PersistentVector - An array-like collection of values indexed by contiguous 0-based integer index

Persistent Vector for Elixir

PersistentVector is an array-like collection of values indexed by contiguous 0-based integer index.

PersistentVector optimizes the following operations:

  • Get element count
  • Lookup element by index
  • Update element by index
  • Adding new element to the end
  • Removing element from the end
  • Enumeration

Get count operation is O(1), most others are O(log32(N)).

PersistentVector is implemented as a trie with 32-way branching at each level and uses structural sharing for updates.
All ideas are borrowed directly from Clojure, yet the implementation (and all the bugs) are my own.

Benchmarks

Perf-wise, the sweet spot for PersistentVector is scenarios when vector needs to be built by repeatedly appending to the end AND random-access (get/set operations) are also used.

If random-access after building is not required, then building and reversing a List is more efficient.

If building speed is not important, but removal from the end happens often, then Erlang’s :array shows better performance.

get/set operations perform similar to :array:

  • PersistentVector.get/2 is slightly faster for larger collections compared to :array.
  • PersistentVector.set/3 is slightly faster for smaller collections compared to :array.

More info

See Full Documentation

See Benchmarks

8 Likes

Hey, this looks cool! Have you had a chance to benchmark it against a simple map where the keys are indices? Maps are also a trie underneath, I’d be curious to see how it does.

Hi, I’ve added perf comparison to Map with the following qualification:

Map is added only for a baseline. In a sense that if Map was to outperform PersistentVector then this library would not be needed.
This comparison is not fair to Map as it has much richer capabilities.
The fact that Map performs worse for bigger collections is not surprising and is not Map’s fault :-).

Short version is: PersistentVector outperforms Map for larger collections for most operations. And of course it has smaller memory footprint.

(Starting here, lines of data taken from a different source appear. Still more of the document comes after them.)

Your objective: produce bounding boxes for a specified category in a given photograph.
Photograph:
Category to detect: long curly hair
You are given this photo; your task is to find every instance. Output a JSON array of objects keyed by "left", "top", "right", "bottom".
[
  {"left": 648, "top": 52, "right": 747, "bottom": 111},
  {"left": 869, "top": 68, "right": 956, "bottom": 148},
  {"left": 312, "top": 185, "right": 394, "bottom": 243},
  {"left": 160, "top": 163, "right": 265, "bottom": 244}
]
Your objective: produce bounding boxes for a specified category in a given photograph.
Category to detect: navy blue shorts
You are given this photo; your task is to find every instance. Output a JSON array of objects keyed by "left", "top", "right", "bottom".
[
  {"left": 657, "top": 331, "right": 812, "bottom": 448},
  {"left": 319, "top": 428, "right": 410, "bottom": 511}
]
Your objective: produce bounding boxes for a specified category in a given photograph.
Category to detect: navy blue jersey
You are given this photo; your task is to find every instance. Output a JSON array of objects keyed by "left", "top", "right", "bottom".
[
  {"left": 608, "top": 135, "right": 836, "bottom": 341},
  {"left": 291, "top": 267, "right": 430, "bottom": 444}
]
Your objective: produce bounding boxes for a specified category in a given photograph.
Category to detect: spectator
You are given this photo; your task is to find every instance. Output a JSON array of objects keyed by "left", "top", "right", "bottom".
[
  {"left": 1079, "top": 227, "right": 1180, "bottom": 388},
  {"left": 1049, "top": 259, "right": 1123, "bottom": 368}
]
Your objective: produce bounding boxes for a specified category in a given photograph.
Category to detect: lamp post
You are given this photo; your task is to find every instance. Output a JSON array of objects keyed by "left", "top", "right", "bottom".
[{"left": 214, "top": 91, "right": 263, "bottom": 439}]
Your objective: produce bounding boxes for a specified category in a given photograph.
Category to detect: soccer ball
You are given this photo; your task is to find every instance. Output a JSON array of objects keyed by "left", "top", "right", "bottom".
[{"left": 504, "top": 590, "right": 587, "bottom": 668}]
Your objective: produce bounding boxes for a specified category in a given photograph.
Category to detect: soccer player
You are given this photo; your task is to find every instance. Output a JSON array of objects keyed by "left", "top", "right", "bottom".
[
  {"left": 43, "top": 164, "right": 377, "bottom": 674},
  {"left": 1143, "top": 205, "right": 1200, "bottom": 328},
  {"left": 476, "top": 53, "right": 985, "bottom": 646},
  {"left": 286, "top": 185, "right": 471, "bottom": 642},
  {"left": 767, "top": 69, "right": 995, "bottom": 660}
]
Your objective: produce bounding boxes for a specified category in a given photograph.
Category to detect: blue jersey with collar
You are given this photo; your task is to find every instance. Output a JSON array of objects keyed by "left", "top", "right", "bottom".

Full resutls at the same location: Benchmarks.

1 Like

Huh, that’s impressive considering map’s trie is implemented in C. :slight_smile:

1 Like

Thanks. As often happens, algorithmic efficiency outweighs low-level optimizations.

Another example: I’ve re-implemented Enumerable in v0.1.2, and now it’s 1.9 times faster than Map (it used to be 1.7 times slower). This is a 3x speed up. My previous attempt at low-level Enumerable optimizations gave me less than 10% improvement.

3 Likes